Lars Sandberg, der Erfinder der elektrischen Lineartransporter von Conveyor 22, stellt seine Lösung vor:

„Weil mir diese Probleme bewusst waren, habe ich in unseren Transporter einen Bewegungssensor integriert, der als Selbstüberwachungssystem funktioniert. Sollte es zu einer Störung kommen, ‚spricht‘ unser Transporter mithilfe des versendeten Warnsignals direkt mit dem Betriebssystem. Die gesamte Produktionslinie wird dann angehalten, ohne dass externe Sensoren erforderlich wären.
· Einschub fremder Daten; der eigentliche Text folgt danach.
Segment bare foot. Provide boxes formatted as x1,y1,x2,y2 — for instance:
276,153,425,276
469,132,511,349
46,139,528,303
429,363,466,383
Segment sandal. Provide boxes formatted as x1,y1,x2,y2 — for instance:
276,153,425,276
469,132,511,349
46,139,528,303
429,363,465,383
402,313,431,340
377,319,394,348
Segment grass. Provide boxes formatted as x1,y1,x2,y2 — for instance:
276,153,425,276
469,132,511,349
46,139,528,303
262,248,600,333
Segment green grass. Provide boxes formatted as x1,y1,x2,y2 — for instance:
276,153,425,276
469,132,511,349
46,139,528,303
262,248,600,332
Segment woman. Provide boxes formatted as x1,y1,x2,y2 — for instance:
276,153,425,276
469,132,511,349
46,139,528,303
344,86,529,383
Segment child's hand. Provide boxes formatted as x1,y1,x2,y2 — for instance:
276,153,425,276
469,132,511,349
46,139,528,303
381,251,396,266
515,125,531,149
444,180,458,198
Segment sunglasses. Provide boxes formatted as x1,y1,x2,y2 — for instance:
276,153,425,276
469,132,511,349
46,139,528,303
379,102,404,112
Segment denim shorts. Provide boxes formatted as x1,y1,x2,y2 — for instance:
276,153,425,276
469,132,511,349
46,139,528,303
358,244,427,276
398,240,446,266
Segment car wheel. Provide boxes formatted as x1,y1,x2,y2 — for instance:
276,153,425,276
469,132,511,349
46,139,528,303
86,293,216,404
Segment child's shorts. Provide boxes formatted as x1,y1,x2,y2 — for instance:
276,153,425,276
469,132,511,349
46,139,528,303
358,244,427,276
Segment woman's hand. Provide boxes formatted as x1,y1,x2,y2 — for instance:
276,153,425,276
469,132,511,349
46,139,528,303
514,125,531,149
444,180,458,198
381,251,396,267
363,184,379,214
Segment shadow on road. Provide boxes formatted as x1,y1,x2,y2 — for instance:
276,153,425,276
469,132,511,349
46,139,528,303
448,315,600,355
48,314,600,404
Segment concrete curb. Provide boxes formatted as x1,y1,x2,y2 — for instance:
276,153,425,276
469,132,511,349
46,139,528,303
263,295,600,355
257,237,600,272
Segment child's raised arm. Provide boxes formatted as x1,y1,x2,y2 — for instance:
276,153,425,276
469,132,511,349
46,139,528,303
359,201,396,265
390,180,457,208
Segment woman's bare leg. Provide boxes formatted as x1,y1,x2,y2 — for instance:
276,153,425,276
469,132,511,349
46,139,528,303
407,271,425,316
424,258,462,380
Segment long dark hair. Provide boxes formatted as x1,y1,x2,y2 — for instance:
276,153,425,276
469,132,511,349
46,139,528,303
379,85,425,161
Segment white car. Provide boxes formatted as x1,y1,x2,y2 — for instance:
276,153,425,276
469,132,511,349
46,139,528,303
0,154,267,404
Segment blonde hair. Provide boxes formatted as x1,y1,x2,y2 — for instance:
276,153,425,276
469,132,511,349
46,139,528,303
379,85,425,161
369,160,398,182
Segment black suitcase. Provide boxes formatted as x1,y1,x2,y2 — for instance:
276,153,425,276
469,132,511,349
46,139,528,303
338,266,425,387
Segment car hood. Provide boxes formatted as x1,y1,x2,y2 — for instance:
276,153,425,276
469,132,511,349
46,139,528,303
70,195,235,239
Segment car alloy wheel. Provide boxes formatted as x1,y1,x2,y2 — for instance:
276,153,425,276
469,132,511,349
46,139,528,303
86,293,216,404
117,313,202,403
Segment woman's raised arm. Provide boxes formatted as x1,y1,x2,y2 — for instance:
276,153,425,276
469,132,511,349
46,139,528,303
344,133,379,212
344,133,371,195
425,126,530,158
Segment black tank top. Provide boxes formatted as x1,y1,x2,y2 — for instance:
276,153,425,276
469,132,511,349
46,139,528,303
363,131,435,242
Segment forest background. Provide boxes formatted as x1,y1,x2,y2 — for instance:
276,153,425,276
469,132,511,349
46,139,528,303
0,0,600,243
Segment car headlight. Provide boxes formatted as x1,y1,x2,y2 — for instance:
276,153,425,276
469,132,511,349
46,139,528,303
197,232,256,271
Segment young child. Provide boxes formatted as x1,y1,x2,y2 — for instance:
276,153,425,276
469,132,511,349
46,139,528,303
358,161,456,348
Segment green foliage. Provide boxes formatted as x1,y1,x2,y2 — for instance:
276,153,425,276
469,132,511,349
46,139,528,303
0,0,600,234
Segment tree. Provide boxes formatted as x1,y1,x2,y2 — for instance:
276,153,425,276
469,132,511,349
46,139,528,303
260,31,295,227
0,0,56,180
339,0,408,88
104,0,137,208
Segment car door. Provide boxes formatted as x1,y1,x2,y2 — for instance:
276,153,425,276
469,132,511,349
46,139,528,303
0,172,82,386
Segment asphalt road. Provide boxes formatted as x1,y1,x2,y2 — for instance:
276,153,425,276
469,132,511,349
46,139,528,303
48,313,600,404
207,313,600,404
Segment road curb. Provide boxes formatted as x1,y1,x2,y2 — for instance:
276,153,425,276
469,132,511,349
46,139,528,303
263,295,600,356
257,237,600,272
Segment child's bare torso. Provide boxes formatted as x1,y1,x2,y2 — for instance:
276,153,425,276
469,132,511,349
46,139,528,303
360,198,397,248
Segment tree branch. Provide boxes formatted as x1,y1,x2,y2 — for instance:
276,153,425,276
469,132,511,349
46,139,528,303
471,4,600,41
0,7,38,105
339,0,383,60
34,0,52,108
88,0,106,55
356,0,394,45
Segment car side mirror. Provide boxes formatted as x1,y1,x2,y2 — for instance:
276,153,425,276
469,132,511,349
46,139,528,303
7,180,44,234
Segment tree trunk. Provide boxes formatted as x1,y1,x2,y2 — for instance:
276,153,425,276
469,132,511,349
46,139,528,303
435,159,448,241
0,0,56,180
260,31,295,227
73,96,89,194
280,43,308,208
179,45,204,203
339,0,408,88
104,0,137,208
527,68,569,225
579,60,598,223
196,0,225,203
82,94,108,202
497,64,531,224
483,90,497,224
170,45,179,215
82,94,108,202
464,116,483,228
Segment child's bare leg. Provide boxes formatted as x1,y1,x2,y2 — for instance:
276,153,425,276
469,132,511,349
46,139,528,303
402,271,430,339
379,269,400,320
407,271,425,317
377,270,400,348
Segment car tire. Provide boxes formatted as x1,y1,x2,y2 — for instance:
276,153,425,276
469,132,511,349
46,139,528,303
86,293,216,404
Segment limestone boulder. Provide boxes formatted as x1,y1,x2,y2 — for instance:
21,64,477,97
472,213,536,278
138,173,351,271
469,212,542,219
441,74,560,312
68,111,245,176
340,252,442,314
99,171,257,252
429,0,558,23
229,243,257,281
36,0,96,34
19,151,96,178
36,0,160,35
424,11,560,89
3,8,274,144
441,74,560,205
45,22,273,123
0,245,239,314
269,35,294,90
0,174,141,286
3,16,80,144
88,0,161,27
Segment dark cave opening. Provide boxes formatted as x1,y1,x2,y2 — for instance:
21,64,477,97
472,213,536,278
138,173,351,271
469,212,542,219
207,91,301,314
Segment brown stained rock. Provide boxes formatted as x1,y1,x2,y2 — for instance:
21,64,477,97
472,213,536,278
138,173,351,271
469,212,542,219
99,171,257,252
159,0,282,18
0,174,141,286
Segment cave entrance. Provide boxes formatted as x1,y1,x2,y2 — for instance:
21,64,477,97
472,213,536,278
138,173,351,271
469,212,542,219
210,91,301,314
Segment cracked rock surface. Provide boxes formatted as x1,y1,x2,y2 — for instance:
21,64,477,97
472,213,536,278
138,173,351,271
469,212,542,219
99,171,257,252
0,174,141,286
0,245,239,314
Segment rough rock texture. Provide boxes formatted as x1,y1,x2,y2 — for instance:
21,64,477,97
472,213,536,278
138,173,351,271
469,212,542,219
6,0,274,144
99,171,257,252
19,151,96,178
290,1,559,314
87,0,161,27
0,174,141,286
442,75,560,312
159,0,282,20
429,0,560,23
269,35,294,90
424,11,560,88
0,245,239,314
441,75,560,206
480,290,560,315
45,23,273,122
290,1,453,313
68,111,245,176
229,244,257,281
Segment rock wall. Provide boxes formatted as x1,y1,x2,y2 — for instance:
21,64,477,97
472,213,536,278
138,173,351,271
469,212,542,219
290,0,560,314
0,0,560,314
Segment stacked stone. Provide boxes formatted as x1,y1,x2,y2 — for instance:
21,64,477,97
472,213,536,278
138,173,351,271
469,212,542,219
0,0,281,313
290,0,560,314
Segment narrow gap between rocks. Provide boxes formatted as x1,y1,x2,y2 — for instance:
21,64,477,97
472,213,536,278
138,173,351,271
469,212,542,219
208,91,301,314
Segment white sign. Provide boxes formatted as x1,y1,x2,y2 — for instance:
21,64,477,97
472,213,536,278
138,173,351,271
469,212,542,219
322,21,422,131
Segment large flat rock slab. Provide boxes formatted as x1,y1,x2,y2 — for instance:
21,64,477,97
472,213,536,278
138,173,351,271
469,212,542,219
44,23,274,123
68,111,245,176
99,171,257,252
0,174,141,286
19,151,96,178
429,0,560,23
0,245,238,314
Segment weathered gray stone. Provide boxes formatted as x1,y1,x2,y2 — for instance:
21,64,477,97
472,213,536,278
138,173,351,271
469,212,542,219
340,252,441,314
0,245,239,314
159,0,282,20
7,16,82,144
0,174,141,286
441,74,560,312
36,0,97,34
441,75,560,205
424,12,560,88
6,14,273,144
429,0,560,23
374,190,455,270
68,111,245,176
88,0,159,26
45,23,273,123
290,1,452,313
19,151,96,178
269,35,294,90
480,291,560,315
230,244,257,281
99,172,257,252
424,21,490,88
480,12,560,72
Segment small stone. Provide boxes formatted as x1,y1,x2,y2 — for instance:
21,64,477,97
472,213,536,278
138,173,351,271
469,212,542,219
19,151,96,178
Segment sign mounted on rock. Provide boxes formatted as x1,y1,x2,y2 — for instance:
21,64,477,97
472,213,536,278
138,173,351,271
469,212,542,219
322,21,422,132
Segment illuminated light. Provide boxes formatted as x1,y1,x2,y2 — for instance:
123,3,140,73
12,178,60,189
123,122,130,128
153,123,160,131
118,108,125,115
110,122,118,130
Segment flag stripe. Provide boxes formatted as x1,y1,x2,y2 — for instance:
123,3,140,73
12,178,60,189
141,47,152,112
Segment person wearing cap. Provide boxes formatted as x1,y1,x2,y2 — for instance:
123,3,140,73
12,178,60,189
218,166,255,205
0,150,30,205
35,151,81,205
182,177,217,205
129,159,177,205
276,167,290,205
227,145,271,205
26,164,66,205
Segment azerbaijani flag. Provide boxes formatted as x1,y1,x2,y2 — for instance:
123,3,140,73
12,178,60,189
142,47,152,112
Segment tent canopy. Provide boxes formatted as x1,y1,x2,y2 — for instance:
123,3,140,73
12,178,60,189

So erhalten unsere Kunden maximale Sicherheit.“

Diese zusätzliche Sicherheit hat schon viele große Unternehmen von Conveyor 22 überzeugt. So entschied sich Scania in Oskarshamn dafür, nachdem man einen unserer Transporter anderthalb Jahre lang getestet hat, acht Transporter in das neue Presswerkzeug einzubauen. Produktionstechniker Tobias Carreberg erklärt die Vorteile des integrierten Alarmsystems:

„Die Transporter von Conveyor 22 vereinfachen unsere Tätigkeit. Im Falle von Störungen empfangen wir einen Alarm des Transporters, und wir erkennen ohne Störungssuche genau, was das Problem ist. Jetzt laufen wir nicht mehr Gefahr, durch Schrott unsere Werkzeuge zu beschädigen. Wir sind mit Conveyor 22 sehr zufrieden.“

Automatisierungstechniker Nicklas Nordlöf erläutert:

„Die elektrischen Transporter sind vollständig in das Presswerkzeug integriert und werden über unser SPS-System gesteuert. Sie sind so programmiert, dass sie nach dem ersten Hub der Presse beginnen und eine Nachlaufzeit von einigen Minuten haben.“

„Manchmal ist das, was nie geschieht, das Wichtigste überhaupt“, heißt es bei Volvo. Die Sicherheit des Transportsystems sollte eines der wichtigsten Entscheidungskriterien sein, wenn man die Gesamtkosten für das Presswerkzeug und die Peripheriegeräte im Blick hat. Kleine Ausgabegeräte haben dabei eine besonders große Bedeutung.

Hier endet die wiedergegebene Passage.